L'ancien manager de Canserbero avoue un double meurtre

Huit ans après la mort du rappeur Canserbero et de son producteur Carlos Molnar, précédemment jugée pour meurtre-suicide, le procureur général du Venezuela, Tarek William Saaba publié une nouvelle mise à jour mardi 26 décembre après avoir rouvert le dossier le mois dernier.

Selon Saab, le ministère public a clarifié l’affaire et a rendu publics les aveux des personnes désormais présumées responsables des meurtres des deux hommes: le directeur de Canserbero et l’associé de Molnar, María Natalia Amésticaet son frère, Guillermo Améstica.

Dans trois vidéos partagées par le procureur sur son compte X (anciennement Twitter), Améstica avoue que, en pleine colère liée au travail, elle a servi du Canserbero (de son vrai nom Tirone José González Orama) et du thé Molnar mélangé à un sédatif. dans la nuit du 19 janvier 2015 dans son appartement de la ville de Maracay, puis les a poignardés à mort. Elle raconte également comment, avec l’aide de son frère et la complicité des fonctionnaires, la scène a été modifiée pour faire croire que Canserbero a assassiné Molnar puis s’est suicidé.

« Il est 1h30 du matin le 19 décembre 2023. Je réalise cette vidéo pour avouer publiquement ma responsabilité dans le double homicide de Carlos Molnar et Tirone González ‘Canserbero' », commence le premier clip de 4h40. María Natalia affirme également que les problèmes ont commencé un mois avant la tragédie, lorsqu’elle a appris qu’elle ne serait pas remboursée des billets qu’elle avait achetés pour une tournée de l’artiste et qu’elle ne serait pas payée pour son travail de marketing pour la tournée, et que Canserbero ne voulait pas d’elle comme manager. «Cela m’a fait beaucoup de mal», déclare María Natalia. «J’ai ressenti beaucoup de souffrance intérieure à cause du mépris.»

Dans une deuxième vidéo, son frère Guillermo Améstica corrobore l’information en racontant sa version des faits.

Selon des informations publiées mardi sur le site officiel du ministère public vénézuélien, Saab a déclaré que « 110 mesures d’enquête ont été prises et 13 voyages ont été effectués à Maracay pour recueillir les nouvelles preuves qui ont permis de clarifier l’affaire ».

« Elle a versé dans le thé qu’elle leur a donné un total de 10 milligrammes [of Alpram] auparavant transformé en poudre à diluer dans ce thé, ce qui les a tous deux endormis quelques minutes après avoir ingéré cette boisson », a déclaré le responsable.

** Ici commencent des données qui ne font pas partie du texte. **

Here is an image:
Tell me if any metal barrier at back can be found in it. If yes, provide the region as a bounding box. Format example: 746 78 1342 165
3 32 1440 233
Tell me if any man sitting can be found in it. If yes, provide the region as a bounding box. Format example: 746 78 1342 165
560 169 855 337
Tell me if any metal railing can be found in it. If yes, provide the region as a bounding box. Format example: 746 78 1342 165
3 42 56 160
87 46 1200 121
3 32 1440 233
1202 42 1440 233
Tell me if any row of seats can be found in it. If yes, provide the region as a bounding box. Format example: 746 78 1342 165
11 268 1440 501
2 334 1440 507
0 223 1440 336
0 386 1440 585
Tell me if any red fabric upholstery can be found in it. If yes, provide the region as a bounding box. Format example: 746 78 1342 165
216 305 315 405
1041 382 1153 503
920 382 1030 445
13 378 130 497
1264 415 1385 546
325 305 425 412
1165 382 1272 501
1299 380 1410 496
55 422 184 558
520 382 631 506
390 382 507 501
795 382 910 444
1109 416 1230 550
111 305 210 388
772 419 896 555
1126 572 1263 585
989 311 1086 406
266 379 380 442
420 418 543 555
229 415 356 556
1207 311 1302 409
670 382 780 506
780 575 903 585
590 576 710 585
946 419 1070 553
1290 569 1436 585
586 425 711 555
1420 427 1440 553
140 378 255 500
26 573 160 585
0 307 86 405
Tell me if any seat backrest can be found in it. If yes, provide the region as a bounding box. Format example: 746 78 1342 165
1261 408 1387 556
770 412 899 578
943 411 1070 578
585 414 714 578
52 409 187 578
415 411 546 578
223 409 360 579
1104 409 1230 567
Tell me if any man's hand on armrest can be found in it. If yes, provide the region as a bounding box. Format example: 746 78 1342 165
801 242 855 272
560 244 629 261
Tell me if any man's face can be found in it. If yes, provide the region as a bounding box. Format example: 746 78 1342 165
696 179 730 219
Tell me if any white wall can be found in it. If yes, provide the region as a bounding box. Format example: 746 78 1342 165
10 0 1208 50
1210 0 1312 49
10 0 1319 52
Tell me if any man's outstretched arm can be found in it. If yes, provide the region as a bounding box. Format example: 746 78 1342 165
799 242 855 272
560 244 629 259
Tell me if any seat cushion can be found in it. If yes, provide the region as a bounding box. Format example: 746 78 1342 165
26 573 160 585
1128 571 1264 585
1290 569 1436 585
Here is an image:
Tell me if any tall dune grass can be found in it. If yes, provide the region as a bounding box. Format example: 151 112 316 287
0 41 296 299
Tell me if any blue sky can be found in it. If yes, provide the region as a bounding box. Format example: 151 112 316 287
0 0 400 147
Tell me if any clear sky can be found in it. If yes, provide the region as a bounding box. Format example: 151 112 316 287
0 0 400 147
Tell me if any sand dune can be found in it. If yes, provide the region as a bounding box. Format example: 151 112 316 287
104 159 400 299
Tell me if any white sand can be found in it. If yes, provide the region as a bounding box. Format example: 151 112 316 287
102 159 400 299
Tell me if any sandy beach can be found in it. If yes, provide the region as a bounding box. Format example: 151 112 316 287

Selon les déclarations des frères et sœurs Améstica, publiées par le ministère, María Natalia a d’abord agressé Molnar dans la cuisine avec trois coups de couteau, puis s’est dirigée vers le canapé du salon, où Canserbero s’était endormi, pour le poignarder deux fois au sol. côté. Elle a appelé son frère pour lui demander de l’aide, et celui-ci « est arrivé à la propriété en compagnie de trois agents du Service national bolivarien de renseignements (Sebin) qui l’ont conseillé sur la modification des lieux en échange de 1 000 dollars chacun ».

Pour faire croire à un meurtre-suicide, « Guillermo a poignardé Molnar et a donné un coup de pipe au corps de Canserbero qui lui a défiguré le visage, dans le but de simuler une bagarre entre eux ». Ensuite, ils ont jeté le cadavre de Canserbero par la fenêtre, Guillermo a quitté les lieux et Maria Natalia a appelé les voisins, selon les autorités vénézuéliennes.

Selon les frères Améstica, la commission du Corps d’Investigations Scientifiques, Criminelles et Criminelles (CICPC) a constaté dès son arrivée que les lieux avaient été modifiés et a réglé les derniers détails en échange de 10 000 dollars. Les autorités ont d’abord affirmé que le rappeur avait poignardé à mort son ami avant de se suicider.

La résolution de l’affaire intervient un peu plus d’un mois après que le bureau du procureur vénézuélien a annoncé qu’il rouvrirait l’affaire suite aux appels persistants de la famille et des amis du défunt rappeur.

Canserbero est décédé à l’âge de 26 ans en tant que figure marquante non seulement au Venezuela mais aussi dans le monde du rap espagnol. Connu pour ses paroles sombres reflétant la violence dans son pays et ses expériences de vie réelles, il a collaboré avec des artistes tels que Mala Rodríguez et Apache et a sorti deux albums solo en studio, Vida et Muerte.

En août, Panneau d’affichage latin et Panneau d’affichage espagnol l’a nommé l’un des rappeurs hispanophones les plus incontournables de tous les temps.